International Translator's Day. Natalya Ivanychuk

Lviv UNESCO City Of Literature Office
Video production
October 11th, 2021

Natalya Ivanychuk was born in the family of the outstanding historical novelist Roman Ivanychuk. She graduated from the German Philology of the Lviv National University named after Ivan Franko. She also studied at the Norwegian Foundation for Translators and was a participant of summer schools at the Norwegian University of Oslo, the Ukrainian Free University in Munich.
After obtaining higher education, she worked as a teacher of the German language at the Department of Foreign Languages of the Lviv Medical University named after Danyla Halytskyi and a teacher of German language and literature at the Lviv Pedagogical College, a researcher at the Periodical Research Center of the Lviv National Scientific Library of Ukraine named after Vasyl Stefanyk, translator at Lviv publishing houses "Litopis" and "Missioner", teacher of German and Norwegian languages at Lviv National University named after Ivan Franko and the press and culture attaché of the Embassy of Ukraine in Finland.
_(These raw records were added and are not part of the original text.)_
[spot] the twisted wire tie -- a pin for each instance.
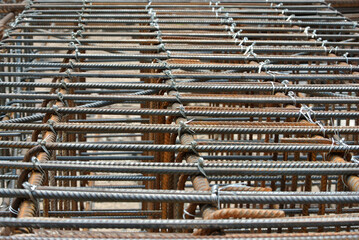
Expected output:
(263, 64)
(30, 190)
(42, 143)
(36, 162)
(184, 127)
(187, 213)
(12, 210)
(51, 126)
(200, 166)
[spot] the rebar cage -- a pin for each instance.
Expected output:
(178, 119)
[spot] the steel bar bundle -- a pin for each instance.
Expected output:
(234, 119)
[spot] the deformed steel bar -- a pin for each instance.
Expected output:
(218, 86)
(340, 220)
(223, 129)
(208, 57)
(167, 112)
(319, 169)
(215, 21)
(186, 99)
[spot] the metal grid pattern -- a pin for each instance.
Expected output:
(179, 120)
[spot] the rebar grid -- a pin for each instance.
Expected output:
(178, 120)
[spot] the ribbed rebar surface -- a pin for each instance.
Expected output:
(178, 120)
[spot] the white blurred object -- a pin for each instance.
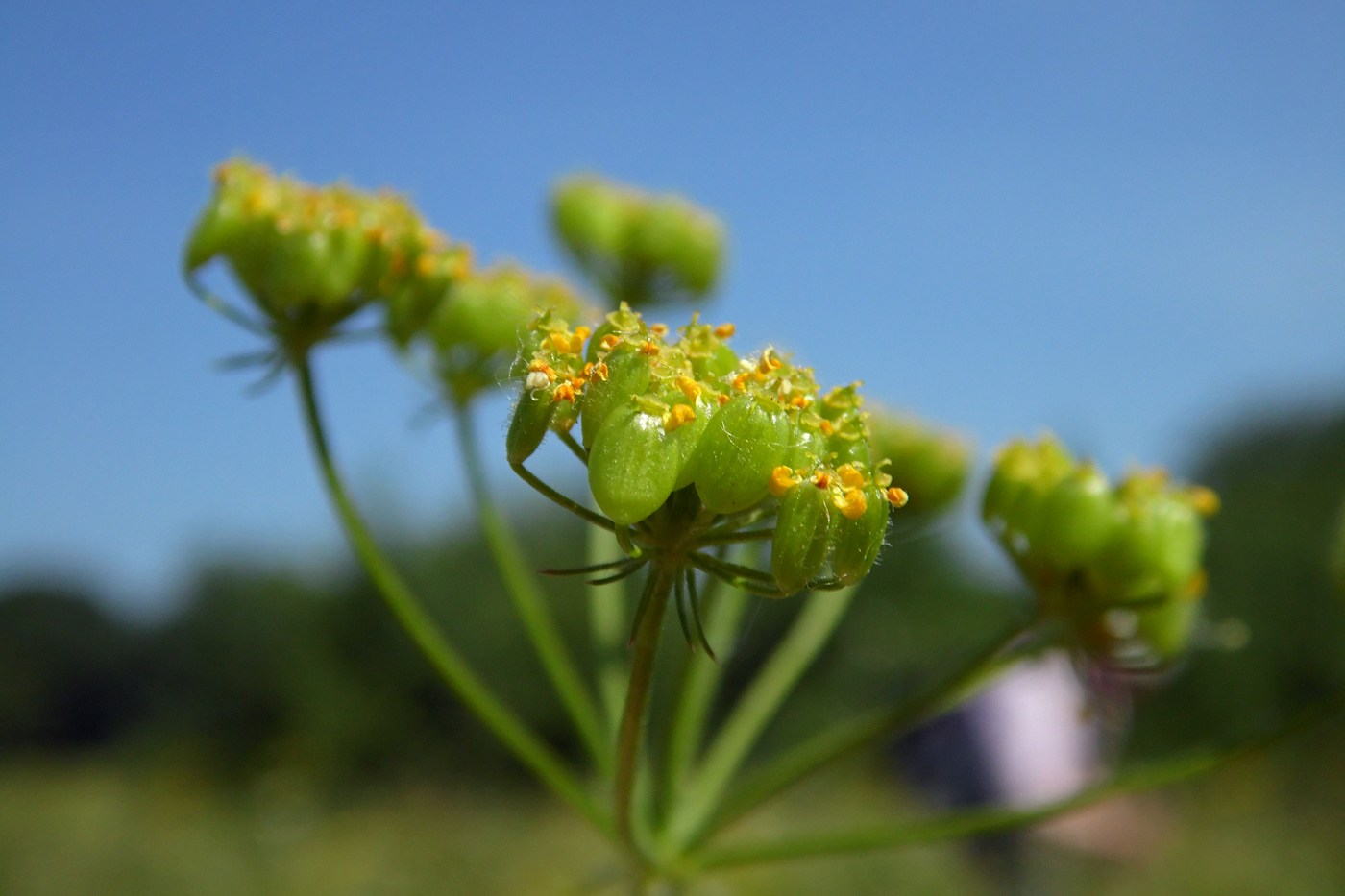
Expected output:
(1042, 735)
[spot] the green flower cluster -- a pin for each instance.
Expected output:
(636, 247)
(318, 254)
(309, 255)
(932, 463)
(750, 436)
(1120, 564)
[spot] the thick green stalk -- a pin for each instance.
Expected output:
(531, 610)
(985, 821)
(837, 740)
(643, 648)
(697, 804)
(446, 660)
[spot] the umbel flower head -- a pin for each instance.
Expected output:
(689, 444)
(932, 463)
(1120, 564)
(636, 247)
(309, 255)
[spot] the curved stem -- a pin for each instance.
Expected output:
(437, 650)
(643, 648)
(837, 740)
(699, 680)
(757, 707)
(984, 821)
(607, 623)
(550, 494)
(541, 628)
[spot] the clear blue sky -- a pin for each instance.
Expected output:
(1125, 222)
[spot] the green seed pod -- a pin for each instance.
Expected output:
(719, 362)
(656, 230)
(698, 254)
(1166, 628)
(799, 545)
(807, 449)
(591, 217)
(856, 543)
(744, 442)
(1154, 547)
(930, 463)
(632, 465)
(484, 312)
(627, 375)
(215, 229)
(686, 433)
(1078, 519)
(849, 444)
(527, 426)
(343, 272)
(1006, 483)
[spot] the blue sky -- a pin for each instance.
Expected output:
(1123, 222)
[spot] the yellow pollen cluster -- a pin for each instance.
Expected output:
(850, 478)
(851, 503)
(679, 416)
(782, 480)
(567, 343)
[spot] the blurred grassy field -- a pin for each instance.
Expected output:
(97, 826)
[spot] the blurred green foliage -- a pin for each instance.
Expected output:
(262, 668)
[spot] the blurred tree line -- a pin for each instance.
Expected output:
(265, 667)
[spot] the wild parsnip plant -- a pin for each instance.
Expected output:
(717, 476)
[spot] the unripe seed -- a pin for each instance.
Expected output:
(632, 465)
(856, 543)
(627, 375)
(591, 217)
(799, 545)
(1078, 519)
(527, 426)
(744, 442)
(686, 429)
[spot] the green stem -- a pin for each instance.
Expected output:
(837, 740)
(643, 648)
(608, 623)
(541, 628)
(550, 494)
(985, 821)
(454, 671)
(699, 680)
(757, 707)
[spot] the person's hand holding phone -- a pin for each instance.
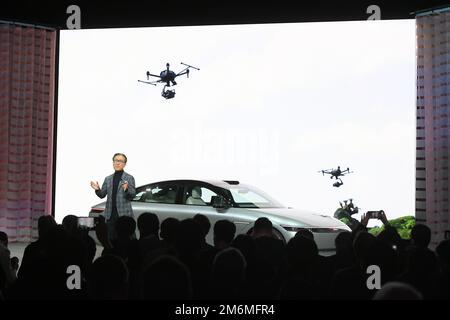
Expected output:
(383, 218)
(125, 185)
(95, 185)
(365, 219)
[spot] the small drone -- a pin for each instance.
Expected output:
(336, 173)
(168, 76)
(349, 207)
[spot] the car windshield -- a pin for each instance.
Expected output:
(250, 197)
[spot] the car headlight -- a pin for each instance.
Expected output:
(294, 229)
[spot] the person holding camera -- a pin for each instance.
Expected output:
(120, 189)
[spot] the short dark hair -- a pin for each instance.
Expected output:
(224, 230)
(120, 154)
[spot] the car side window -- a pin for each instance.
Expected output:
(157, 194)
(198, 195)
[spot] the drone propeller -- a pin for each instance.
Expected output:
(189, 66)
(147, 82)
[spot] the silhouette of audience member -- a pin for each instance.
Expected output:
(442, 278)
(384, 256)
(301, 280)
(420, 235)
(36, 250)
(351, 283)
(268, 247)
(108, 279)
(188, 245)
(397, 291)
(392, 238)
(148, 225)
(344, 257)
(7, 272)
(73, 229)
(224, 232)
(204, 223)
(271, 253)
(166, 278)
(323, 265)
(228, 274)
(421, 267)
(420, 262)
(169, 230)
(126, 246)
(259, 273)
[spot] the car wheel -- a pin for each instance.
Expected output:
(277, 235)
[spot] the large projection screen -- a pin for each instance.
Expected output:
(271, 106)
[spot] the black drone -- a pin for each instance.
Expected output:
(168, 77)
(336, 173)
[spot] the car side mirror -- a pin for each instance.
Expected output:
(219, 202)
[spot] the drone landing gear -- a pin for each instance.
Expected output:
(168, 94)
(337, 184)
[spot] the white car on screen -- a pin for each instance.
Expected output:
(240, 203)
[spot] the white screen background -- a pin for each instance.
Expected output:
(271, 106)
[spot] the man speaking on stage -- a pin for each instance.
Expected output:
(120, 188)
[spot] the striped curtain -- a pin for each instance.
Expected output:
(27, 79)
(433, 122)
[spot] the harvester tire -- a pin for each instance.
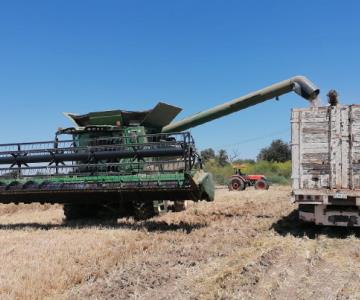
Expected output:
(261, 185)
(143, 210)
(180, 206)
(80, 211)
(236, 184)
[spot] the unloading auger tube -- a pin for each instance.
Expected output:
(298, 84)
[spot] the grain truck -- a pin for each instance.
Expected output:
(326, 163)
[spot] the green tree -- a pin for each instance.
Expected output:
(278, 151)
(222, 158)
(207, 154)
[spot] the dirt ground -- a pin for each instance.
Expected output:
(245, 245)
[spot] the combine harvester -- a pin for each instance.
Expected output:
(122, 163)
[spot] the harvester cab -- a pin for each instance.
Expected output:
(122, 163)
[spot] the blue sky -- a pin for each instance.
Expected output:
(81, 56)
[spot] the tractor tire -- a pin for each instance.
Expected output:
(261, 185)
(80, 211)
(236, 184)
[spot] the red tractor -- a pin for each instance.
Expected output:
(239, 181)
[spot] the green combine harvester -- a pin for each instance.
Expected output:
(121, 163)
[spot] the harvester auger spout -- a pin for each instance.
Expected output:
(122, 163)
(298, 84)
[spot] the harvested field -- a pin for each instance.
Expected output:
(246, 245)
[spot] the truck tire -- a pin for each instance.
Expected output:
(236, 184)
(261, 185)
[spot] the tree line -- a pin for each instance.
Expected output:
(278, 151)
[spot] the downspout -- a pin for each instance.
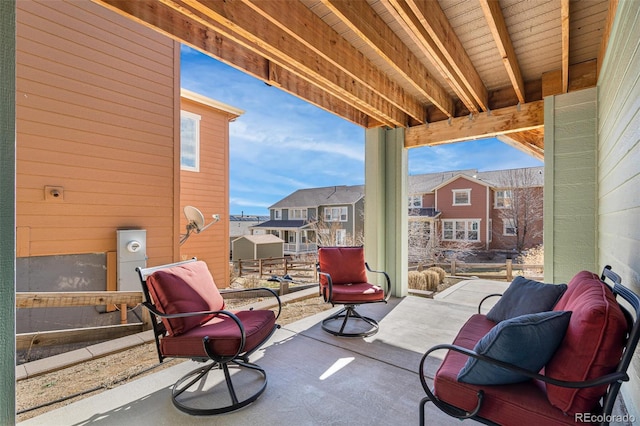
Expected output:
(488, 225)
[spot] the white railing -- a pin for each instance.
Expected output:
(300, 248)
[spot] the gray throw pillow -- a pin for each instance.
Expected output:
(527, 341)
(525, 296)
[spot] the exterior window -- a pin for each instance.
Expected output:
(461, 197)
(335, 214)
(461, 230)
(189, 141)
(503, 199)
(298, 214)
(490, 230)
(508, 227)
(415, 201)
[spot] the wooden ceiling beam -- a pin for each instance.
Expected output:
(441, 32)
(240, 24)
(564, 13)
(495, 20)
(522, 141)
(192, 32)
(611, 14)
(296, 33)
(370, 28)
(529, 116)
(414, 29)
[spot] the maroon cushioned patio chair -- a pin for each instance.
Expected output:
(343, 281)
(190, 321)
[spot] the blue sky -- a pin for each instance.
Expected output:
(282, 144)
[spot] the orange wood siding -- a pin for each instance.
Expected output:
(96, 116)
(208, 191)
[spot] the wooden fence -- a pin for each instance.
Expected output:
(120, 299)
(278, 266)
(494, 271)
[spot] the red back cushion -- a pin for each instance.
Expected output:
(344, 264)
(185, 288)
(592, 345)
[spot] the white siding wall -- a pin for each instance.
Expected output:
(619, 163)
(570, 206)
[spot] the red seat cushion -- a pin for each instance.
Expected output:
(224, 335)
(357, 293)
(503, 404)
(344, 264)
(184, 288)
(592, 345)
Currently, he continues to work at the Lviv National University named after Ivan Franko, teaching German and Norwegian languages at the Faculty of International Relations. In 1997, she founded and became the director of the Center for Northern European Countries at the same university and the founder and head of the Center of the "Baltic University" Program in Ukraine.
Translates from Norwegian, German and Swedish. Artistic translations of Natalia Ivanychuk are distinguished by linguistic richness and a deep reproduction of the spirit of the works of foreign writers. It organically introduces modern relevant authors and their original works into Ukrainian culture, expanding the Ukrainian reader's knowledge of European literature and the European world.
Member of the National Union of Writers of Ukraine.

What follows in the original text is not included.